# Samba shares over internet



## marthyr (May 13, 2010)

Hello

Currently using FreeBSD 8.0 x86 version as server.

Clients workstations would be using windows XX, Vistas, 7s, and apples as operating systems.
I need some advice, I need to share over internet several excel files.

Already have installed samba share , I am concerned about security issues.
Samba server is behind 2wire router already serving several workstations as a lan server
Easily of access is a PRIORITY.

Which options are available?

Is VPN an option?

SSH Tunneling?

Samba share over internet? (I think is not possible)

WebDav?

thanks in advance.


----------



## mbr661 (May 14, 2010)

Hello marthyr,

I'm using OpenVPN in bridge mode very successfully to have my clients reach my network files and resources. I'm very impressed by OpenVPN reliability and ease of use. If you are interested look up the book "Building a Server with FreeBSD 7" by Bryan J. Hong, it has an excellent tutorial for installing OpenVPN.

Cheers,
mbr661


----------



## SirDice (May 14, 2010)

marthyr said:
			
		

> Already have installed samba share , I am concerned about security issues.

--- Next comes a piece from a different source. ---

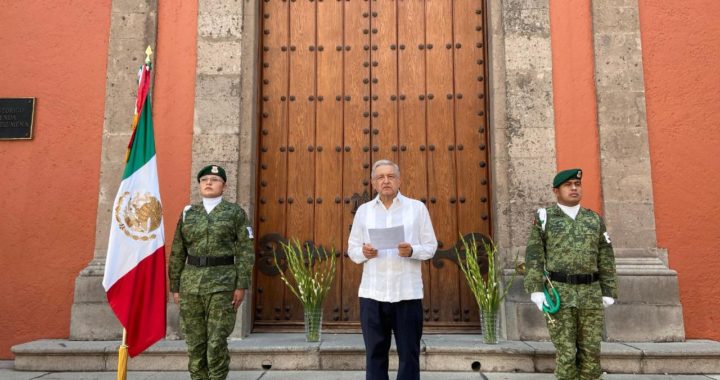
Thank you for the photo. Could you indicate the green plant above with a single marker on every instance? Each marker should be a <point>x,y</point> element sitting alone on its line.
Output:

Then don't ever open samba (or any other SMB/CIFS protocol) to the internet.



> Is VPN an option?


Definitely



> SSH Tunneling?


Tricky but can be done. VPN is much easier.



> Samba share over internet? (I think is not possible)


It's possible but certainly not advised.



> WebDav?


Don't have much experience with it but I wouldn't open it up to the internet.

I would go for a VPN solution. It's probably your safest bet. If you just need to make those files available, i.e. clients don't write, a simple apache setup will do fine too.


----------



## marthyr (May 15, 2010)

thanks for your help.

I am going to try vpn,


----------